The video is described as a serval loving a Savannah cat. But in this video, we see a serval grooming what appears to me to be a cross between a Savannah cat and an American Curl. I am referring to the smaller cat in this duo. The description of this cat as a Savannah cat is incorrect because the ear flaps curl backwards but not fully backwards and therefore this is a rather poor example of the American Curl. I’ve guessed bigtime that this smaller cat might be a hybrid between the Savannah cat and the American Curl because he/she might be a moggy for all I know or perhaps, more likely, an American Curl that didn’t work out quite as planned as per the breed standard. But the smaller cat definitely has some American Curl in their genetic makeup and they look larger than a normal moggy. I think this cat might be a high filial Savannah cat hybrid.
Note: This is a video from another website.
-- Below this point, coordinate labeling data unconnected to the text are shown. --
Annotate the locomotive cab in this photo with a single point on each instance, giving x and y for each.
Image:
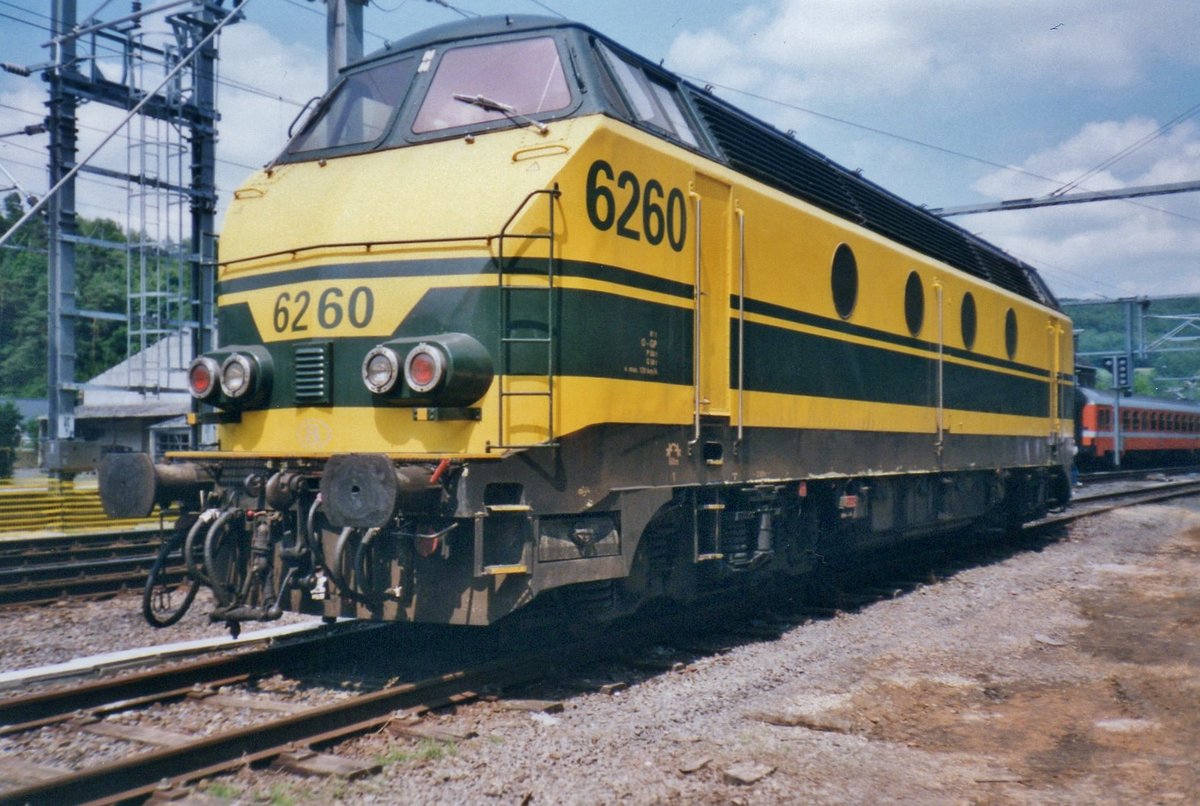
(517, 314)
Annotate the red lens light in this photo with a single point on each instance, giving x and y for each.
(423, 370)
(199, 379)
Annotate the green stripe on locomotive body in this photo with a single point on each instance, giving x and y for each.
(376, 270)
(791, 362)
(589, 341)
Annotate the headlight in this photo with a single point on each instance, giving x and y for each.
(237, 377)
(381, 370)
(203, 377)
(424, 367)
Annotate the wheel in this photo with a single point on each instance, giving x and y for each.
(168, 591)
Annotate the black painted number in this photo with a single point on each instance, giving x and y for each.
(291, 312)
(657, 220)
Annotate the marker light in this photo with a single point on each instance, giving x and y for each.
(424, 367)
(237, 376)
(202, 378)
(381, 370)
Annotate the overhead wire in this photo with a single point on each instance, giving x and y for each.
(1129, 149)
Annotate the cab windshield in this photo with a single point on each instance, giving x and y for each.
(359, 109)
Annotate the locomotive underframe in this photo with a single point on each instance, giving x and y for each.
(669, 519)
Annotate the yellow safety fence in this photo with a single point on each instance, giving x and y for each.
(58, 506)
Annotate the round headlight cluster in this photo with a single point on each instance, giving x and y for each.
(240, 379)
(381, 370)
(449, 371)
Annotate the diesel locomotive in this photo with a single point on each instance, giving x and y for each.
(520, 316)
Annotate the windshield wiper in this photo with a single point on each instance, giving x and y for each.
(505, 109)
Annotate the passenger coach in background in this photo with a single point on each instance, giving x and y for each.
(521, 316)
(1152, 431)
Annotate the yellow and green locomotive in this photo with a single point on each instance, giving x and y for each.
(519, 314)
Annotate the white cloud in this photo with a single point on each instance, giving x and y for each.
(252, 128)
(1141, 246)
(993, 77)
(879, 48)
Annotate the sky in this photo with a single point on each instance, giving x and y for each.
(945, 102)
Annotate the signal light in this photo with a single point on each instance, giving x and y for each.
(237, 377)
(202, 378)
(381, 370)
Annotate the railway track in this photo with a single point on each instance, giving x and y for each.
(39, 570)
(291, 734)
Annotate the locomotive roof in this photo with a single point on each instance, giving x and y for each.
(761, 151)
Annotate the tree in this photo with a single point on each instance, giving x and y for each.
(10, 438)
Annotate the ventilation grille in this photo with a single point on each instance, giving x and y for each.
(312, 374)
(760, 151)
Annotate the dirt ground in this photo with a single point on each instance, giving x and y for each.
(1062, 675)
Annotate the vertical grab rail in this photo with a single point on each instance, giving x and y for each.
(696, 332)
(940, 445)
(1055, 391)
(507, 341)
(742, 318)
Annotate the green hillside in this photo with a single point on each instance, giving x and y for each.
(1170, 370)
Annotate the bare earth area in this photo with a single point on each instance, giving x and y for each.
(1065, 675)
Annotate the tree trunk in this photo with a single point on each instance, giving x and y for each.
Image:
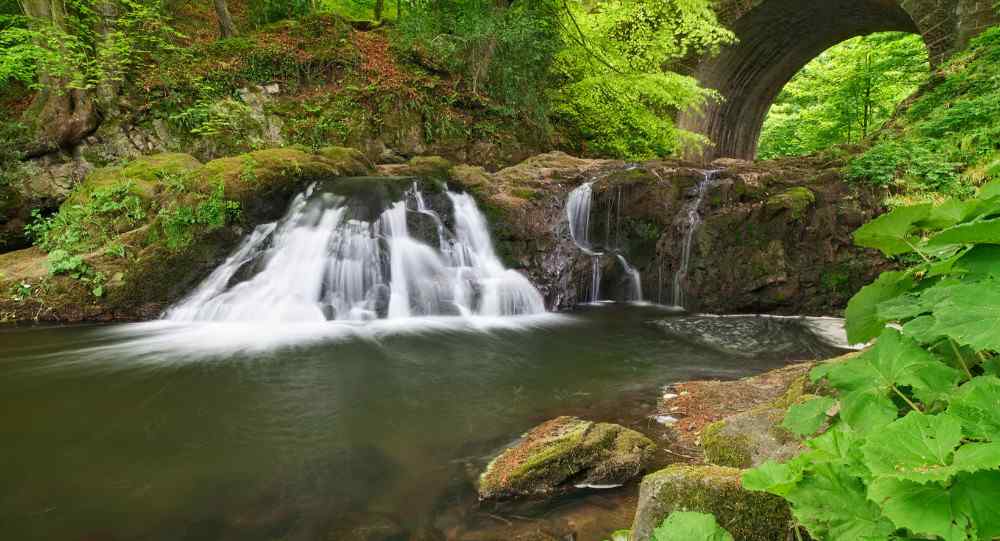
(226, 27)
(63, 116)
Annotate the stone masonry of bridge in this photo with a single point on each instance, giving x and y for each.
(777, 38)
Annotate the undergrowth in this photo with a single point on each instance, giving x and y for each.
(948, 140)
(913, 445)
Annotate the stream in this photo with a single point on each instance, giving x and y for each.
(260, 431)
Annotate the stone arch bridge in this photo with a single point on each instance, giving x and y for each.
(777, 38)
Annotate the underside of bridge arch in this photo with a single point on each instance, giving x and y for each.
(777, 38)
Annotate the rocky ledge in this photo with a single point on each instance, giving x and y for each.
(564, 454)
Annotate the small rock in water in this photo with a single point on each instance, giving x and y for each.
(543, 461)
(666, 420)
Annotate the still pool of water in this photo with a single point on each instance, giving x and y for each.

Sometimes they are deleted at source which stops them working on this site. If that has happened, I apologise but I have no control over it.
The serval in the video is the wild cat half of the F1 Savannah cats. This individual cat is very domesticated as can be seen. They are not infrequently domesticated and treated as exotic pets by people who are captivated by exotic animals. They are unsuited to being pets for 99.9% of people as they are too wild even when tamed. They need 10 square miles of space. This means that they feel cooped up in a home. But they need to be kept inside the home as they’d terrify the neighbours if they were let out. You see the problem?! It does not work well and they can spray urine a lot due to natural behaviours and stresses. There are many stories of serval cat pets escaping their owners’ homes and getting lost, frightening the neighbours, dying on the roads or being shot dead by the police. It ain’t good. You can see the high energy levels in the serval in the video. That’s typical of a pet serval. You have to like that character trait.